A Wyoming judge dismisses a fraud case Friday, but it was not at all your typical fraud case. News 13's Jeff Platt has more on the story.
In 1937 Amelia Earheart and the Lockheed Electra plane left New Guinea, never to be seen or heard from again. Now a Pennsylvania base expedition organization thinks clues in the Pacific Ocean near Howland Island hold the key and that's how this whole case got started.
The disappearance of Amelia Earhart is still one of the greatest unsolved mysteries in the world and Timothy Mellon, a Wyoming man, donated a fair sum of money to the organization the international group for historic aircraft recovery, or T.I.G.H.A.R to help find answers; answers his lawyers say T.I.G.H.A.R already had.

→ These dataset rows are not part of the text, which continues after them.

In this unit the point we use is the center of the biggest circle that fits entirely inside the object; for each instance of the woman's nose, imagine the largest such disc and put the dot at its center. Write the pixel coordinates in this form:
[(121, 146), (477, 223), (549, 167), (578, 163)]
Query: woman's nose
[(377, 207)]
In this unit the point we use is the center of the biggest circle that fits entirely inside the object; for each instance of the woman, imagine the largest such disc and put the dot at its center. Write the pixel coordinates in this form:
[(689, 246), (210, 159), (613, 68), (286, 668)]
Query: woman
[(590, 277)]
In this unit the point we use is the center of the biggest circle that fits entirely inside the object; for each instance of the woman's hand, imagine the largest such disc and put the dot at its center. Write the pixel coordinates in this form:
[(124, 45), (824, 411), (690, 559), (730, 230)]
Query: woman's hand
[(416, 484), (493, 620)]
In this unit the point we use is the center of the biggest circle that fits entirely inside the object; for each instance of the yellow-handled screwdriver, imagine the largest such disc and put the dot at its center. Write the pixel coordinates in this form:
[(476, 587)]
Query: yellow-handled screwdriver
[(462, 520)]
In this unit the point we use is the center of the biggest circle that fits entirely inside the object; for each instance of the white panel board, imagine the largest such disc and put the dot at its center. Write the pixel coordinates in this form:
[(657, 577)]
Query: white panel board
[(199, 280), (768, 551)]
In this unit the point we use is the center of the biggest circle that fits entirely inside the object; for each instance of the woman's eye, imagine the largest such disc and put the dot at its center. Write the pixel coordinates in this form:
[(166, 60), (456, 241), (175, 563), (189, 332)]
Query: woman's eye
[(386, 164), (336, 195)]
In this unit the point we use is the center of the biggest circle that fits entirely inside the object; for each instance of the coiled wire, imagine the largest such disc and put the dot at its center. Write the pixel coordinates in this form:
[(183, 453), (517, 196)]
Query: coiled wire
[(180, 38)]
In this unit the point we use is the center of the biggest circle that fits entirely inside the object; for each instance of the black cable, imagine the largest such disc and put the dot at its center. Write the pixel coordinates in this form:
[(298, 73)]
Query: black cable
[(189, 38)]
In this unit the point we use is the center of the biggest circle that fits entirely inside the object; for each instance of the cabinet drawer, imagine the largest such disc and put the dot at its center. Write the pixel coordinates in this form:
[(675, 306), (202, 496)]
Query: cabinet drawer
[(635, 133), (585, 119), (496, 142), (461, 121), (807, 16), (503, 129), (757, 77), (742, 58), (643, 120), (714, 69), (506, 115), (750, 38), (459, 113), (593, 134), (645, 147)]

Stubson, Mellon's attorney said, "We did think that there was good solid evidence to show that T.I.G.H.A.R knew that this wreckage was there at the time they solicited the contribution from Mr. Mellon."

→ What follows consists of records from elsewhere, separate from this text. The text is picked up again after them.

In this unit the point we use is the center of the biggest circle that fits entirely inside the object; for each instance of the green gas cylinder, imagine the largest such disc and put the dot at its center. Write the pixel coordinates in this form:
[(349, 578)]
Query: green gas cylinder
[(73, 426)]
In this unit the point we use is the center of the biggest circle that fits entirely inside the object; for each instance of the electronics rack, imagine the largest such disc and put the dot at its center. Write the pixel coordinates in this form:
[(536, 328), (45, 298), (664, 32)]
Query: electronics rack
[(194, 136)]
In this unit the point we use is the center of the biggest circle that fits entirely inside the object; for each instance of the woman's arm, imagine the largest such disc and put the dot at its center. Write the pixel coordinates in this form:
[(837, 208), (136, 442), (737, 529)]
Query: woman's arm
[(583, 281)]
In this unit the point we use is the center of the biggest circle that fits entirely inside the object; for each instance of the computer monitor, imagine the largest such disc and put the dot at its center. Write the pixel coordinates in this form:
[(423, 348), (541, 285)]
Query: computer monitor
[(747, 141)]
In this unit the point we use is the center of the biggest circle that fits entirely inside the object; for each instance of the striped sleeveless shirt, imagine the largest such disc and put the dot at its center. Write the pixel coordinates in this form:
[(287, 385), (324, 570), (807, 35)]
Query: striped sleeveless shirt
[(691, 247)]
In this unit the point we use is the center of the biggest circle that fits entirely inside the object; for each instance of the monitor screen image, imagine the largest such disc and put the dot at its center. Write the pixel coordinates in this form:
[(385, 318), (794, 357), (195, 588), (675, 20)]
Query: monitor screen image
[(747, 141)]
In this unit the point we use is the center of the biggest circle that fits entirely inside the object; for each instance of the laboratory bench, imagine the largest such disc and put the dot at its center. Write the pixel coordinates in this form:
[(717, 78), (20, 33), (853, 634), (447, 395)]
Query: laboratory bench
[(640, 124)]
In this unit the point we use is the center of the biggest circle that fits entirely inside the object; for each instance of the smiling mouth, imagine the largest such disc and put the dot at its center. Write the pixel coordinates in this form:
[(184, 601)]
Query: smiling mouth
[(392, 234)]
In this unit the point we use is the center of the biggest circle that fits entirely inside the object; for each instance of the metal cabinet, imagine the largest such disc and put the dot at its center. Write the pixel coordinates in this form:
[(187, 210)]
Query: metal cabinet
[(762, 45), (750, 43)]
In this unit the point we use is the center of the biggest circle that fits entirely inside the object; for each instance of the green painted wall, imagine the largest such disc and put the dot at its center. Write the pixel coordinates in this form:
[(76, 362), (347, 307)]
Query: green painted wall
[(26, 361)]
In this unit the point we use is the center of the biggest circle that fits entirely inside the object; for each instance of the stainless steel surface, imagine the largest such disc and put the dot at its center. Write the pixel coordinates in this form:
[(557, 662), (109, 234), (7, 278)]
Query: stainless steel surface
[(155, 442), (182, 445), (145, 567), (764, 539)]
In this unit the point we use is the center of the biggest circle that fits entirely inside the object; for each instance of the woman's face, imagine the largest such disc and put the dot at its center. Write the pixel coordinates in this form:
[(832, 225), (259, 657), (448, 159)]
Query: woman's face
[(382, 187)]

Mellon thought he saw evidence of the Electra in footage from an undersea expedition done by T.I.G.H.A.R's two years before he made the contribution. Attorneys on both sides of the case argued whether or not Mellon's observation were correct.
Stubson said, "Obviously we thought we had the evidence otherwise we wouldn't have brought the case and pursued the case."
Masterson, the attorney representing T.I.G.H.A.R said, "We've said all along that there is no reason to believe the things Mr. Mellon saw, are there."
The judge agreed with Masterson and T.I.G.H.A.R's assessment, that there was not enough evidence to proceed to a trial by jury. Stubson disagrees and thinks what Mellon saw on the video is indeed Earhart's plane.
Stubson said, "We do believe that they've found wreckage of the Earhart Electra."
But Ric Gillispie, executive director, of T.I.G.H.A.R says if after 26 years of searching for the Electra if he found it; everyone would know.
Gillespie said, "There's sure to be a lot of celebration when we do, if we do, finally come up with something that is conclusive."
He did however add as a result of this case T.I.G.H.A.R is going to start taking a few extra precautions when excepting funds in the future.
Gillespie said, "It's just like a marriage, sometimes it's a good idea to have a prenuptial agreement if things go sour after a while."
Mellon and Stubson will now consider whether or not they will appeal the judge's decision. They have thirty days.